A friend said “you guys are doing a lot of communication labour”. And yes, this is communication labour. And so is writing an email, translating it to many different languages.
And there is also the choice of languages. Maybe there is one person who speaks Urdu, and you would include it, and that sends the message to that person that we’ve been thinking of them. Sometimes people say “let’s just do English and Croatian”, but I have a friend who speaks very good English and Croatian, but we were still including her mother tongue in our communication. She once said, almost in passing, that she knows we are including the language for her and that she appreciated we didn’t just assume she understood English and Croatian. Sometimes it was just easier to read in her mother tongue, or maybe she just enjoyed the possibility of reading something in her own language because it is not a common language that you would come across in Croatia. Constant translation is a community building tool that goes beyond just making sure that the ideas are expressed and understood by all parties involved.

It is also interesting to see how aware we are of the things that surround the conversations – facial expression, touch, eye contact, tone, whatever comes into contact. This is also a lot about power and hierarchy.

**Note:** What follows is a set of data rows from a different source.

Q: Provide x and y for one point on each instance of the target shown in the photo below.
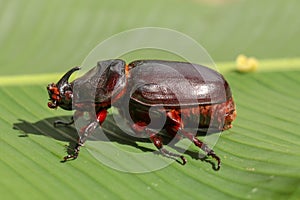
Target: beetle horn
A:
(66, 77)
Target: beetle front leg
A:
(64, 123)
(84, 133)
(157, 141)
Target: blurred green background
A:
(260, 154)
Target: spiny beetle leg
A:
(85, 132)
(157, 141)
(63, 123)
(204, 147)
(177, 125)
(74, 154)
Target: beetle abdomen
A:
(169, 83)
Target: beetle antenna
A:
(66, 77)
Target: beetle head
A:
(61, 93)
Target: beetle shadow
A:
(69, 134)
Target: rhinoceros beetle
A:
(179, 91)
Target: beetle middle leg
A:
(157, 141)
(177, 126)
(85, 132)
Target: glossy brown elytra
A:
(179, 93)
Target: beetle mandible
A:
(112, 81)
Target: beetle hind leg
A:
(64, 123)
(157, 141)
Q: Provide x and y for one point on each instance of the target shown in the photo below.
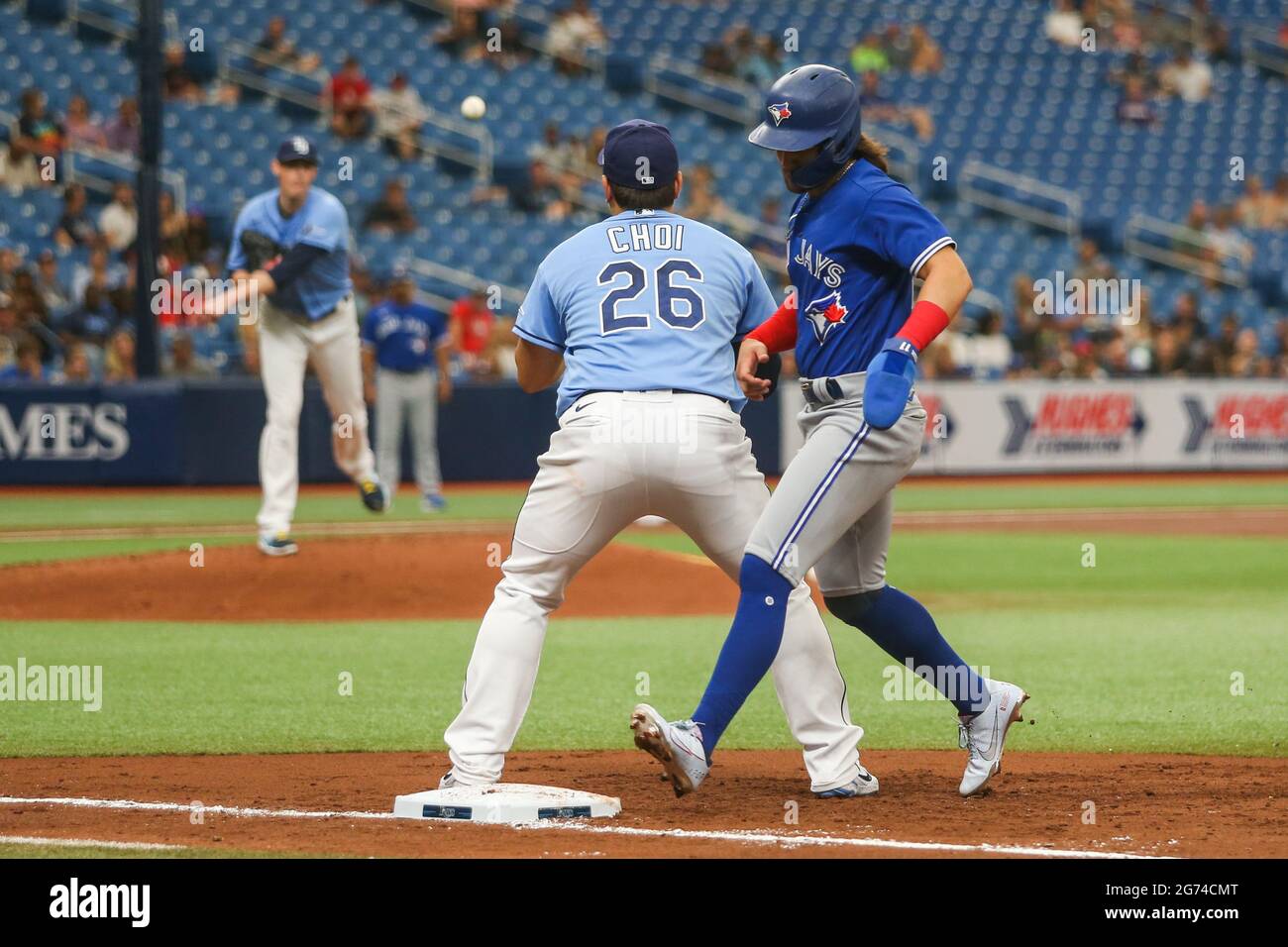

For example I realise that when I speak Croatian I sound a certain way. There was a situation where I knew a person for some time, and we exchanged a few words in passing, always in Croatian. So one day they asked me for a longer conversation, an interview, but I asked if it could be in English. At the end they said “wow, you should only speak English! You sound so much smarter”. I’ve been there. It is very humbling, you know you’re coming across in a different way than you would in your mother tongue. And we are inviting people to basically get over their inhibitions, to make a fool of themselves in a way. Some of us are lucky and privileged enough to be ok with making fools of ourselves. 

With these tools you’re providing the space for a person to be on the same page, but that doesn’t necessarily mean that the person can contribute, because maybe by the time they better understand what was said, the conversation has moved on. Or a person feels dumb, frustrated, or afraid that others will be frustrated with them if they don’t understand or express themselves well. This is why so much care needs to go into it, without putting pressure on someone to participate. Just the fact of including different languages, and putting in the effort consistently, reinforces the focus on care. When those tools aren’t used it gives a different vibe, it is much more hierarchical, divisive, between those whose knowledge, ideas, opinions are shared and those who are relegated to listening, whether passively or actively. Of course going through the effort doesn’t guarantee active participation. Many messages on social media or email go unanswered. But somehow it feels all worth it especially when over the years you see someone transform from being silent, to eventually daring to make mistakes, to now speaking out freely.